The High Court granted special leave in five new cases this month, one on the papers and four at Friday’s oral hearings. That brings the total up to 35 grants for the year, the same number as in 2014, and hence equal to the lowest annual number of grants in the past decade.
The five new cases that the Court will hear in (roughly) the first third of next year are:
- Mann v Paterson Constructions Pty Ltd [2018] VSCA 231, which concerns how to calculate damages when a building contract is repudiated partway through. Victoria’s civil tribunal found that the owners repudiated a contract for two townhouses in Blackburn, after the construction ran overtime. The Court of Appeal unanimously held that the tribunal rightly awarded damages to the builders based largely on a quantity surveyor’s findings of the actual value of the builders’ works (minus money paid under the contract), rather than the (lower) price agreed under the contract. The Court rejected arguments that these arrangements are inappropriate under either private law or the Victorian statutory provision regulating variations to domestic building contracts.
- Parsons and Anor & Masson [2018] FamCAFC 115, a case concerning the rights of the biological parent of an artificially conceived child. A Family Court judge barred a couple with two children, aged 9 and 10, from moving to New Zealand because of the effect the move would have on oldest child’s relationship with her biological father, who was the donor to her artificial conception before (according to the Full Court) the couple began their relationship. However, the full court of the Family Court ruled that the judge wrongly held that the biological father was the child’s parent, contrary to a state law on the status of children.
- Pentelow v Bell Lawyers Pty Ltd [2018] NSWCA 150, on an exception to the rule that litigants can’t claim costs for representing themselves (other than disbursements.) After she was hired by solicitors to represent their client in a family provision matter, a barrister successfully sued the solicitors over $26,000 in unpaid fees.

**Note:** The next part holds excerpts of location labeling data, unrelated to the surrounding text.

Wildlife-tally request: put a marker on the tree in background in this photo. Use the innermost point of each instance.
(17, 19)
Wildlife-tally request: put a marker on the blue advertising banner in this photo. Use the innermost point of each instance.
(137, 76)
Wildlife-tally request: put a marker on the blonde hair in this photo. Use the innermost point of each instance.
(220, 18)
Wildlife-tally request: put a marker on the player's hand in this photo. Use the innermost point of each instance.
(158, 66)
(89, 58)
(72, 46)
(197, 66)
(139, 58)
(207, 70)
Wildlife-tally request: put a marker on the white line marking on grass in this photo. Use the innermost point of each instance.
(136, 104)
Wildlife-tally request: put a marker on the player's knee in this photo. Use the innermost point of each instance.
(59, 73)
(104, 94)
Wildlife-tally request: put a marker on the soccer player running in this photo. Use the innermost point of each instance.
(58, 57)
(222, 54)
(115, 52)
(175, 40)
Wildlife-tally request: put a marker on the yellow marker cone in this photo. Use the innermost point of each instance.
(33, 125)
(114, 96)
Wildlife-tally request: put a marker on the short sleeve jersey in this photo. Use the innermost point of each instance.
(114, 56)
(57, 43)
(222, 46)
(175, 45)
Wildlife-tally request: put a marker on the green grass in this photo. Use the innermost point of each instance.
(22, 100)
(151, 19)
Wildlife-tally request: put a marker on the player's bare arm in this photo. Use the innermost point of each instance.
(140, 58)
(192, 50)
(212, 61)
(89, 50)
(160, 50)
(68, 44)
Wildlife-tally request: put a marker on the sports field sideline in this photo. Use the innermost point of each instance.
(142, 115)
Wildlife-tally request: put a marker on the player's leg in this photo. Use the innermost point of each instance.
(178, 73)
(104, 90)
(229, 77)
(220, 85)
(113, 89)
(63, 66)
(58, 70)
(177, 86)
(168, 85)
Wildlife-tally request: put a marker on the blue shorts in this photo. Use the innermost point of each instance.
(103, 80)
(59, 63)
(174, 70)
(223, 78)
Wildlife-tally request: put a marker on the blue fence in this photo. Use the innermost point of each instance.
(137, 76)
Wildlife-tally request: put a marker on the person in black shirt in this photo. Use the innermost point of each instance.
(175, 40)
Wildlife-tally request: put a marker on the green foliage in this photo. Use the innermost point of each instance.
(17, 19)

A majority of the NSW Court of Appeal held that the exception, which covers self-representing lawyers suing for costs, applies to barristers (not just solicitors) and that she can claim costs for her own work in pursuing the costs claim (totalling $45,000) even though she also engaged a solicitor and senior counsel when litigating the costs claim.
- Slea Pty Ltd & Ors v Connective Services Pty Ltd & Ors [2018] VSCA 180, which is part of dispute between shareholders in a mortgage aggregation company. The company, alleging that one shareholder had offered its shares to an outsider, launched proceedings to require the shareholder to first offer the shares to the remaining shareholders under the company constitution’s pre-emptive rights provision. In this proceeding, Victoria’s Court of Appeal unanimously stopped the company from continuing those proceedings, because its actions amounted to financially assisting the purchase of its own shares by the majority shareholders, contrary to an implied prohibition in the federal corporations statute.

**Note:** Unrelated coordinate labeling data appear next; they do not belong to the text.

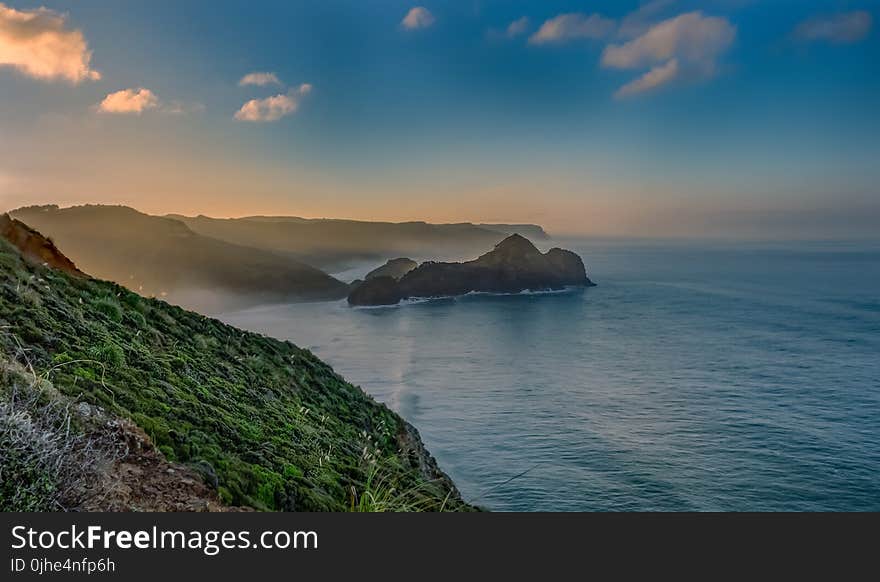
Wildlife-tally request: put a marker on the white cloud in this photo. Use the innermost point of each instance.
(259, 79)
(418, 17)
(38, 44)
(571, 26)
(689, 44)
(517, 27)
(134, 101)
(659, 75)
(844, 28)
(273, 108)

- Sangare v Northern Territory of Australia [2018] NTCA 10, concerning orders for costs after unsuccessful defamation actions. After the Northern Territory Department of Infrastructure refused to support a civil engineer’s visa application, he sued the Minister’s advisers for briefing him that the engineer had made false statements in an earlier protection visa application. The High Court refused the engineer special leave to appeal the Northern Territory Court of Appeal’s ruling that the advice fell within the defence of qualified privilege, but granted special leave to the Northern Territory’s cross-appeal against (presumably) the lower court’s refusal to order costs on the basis that the engineer would be ‘most unlikely’ to be able to pay them.
The grant in Pentelow is no surprise.I am told that Kiefel CJ thinks the Chorley exception should go.
What’s the rationale for the rule against self-represented litigants being unable to claim costs anyway? Besides discouraging self-represented litigants, I suppose?
That’s a good question. I’m sure the answer is readily available, but I haven’t looked. My guess: distaste at non-lawyers being paid for legal work.
All self represented litigants who can establish financial loss which can be quantified and assessed should be able to recover their own costs not just lawyers.
Justice for all. Chorley exception should be expanded not rejected. Too many good cases never get to Court and too many bad people including corporation get away with their unjust actions because they know that their victims will or may not be able to afford to pay a lawyer and do not qualify for pro bono assistance.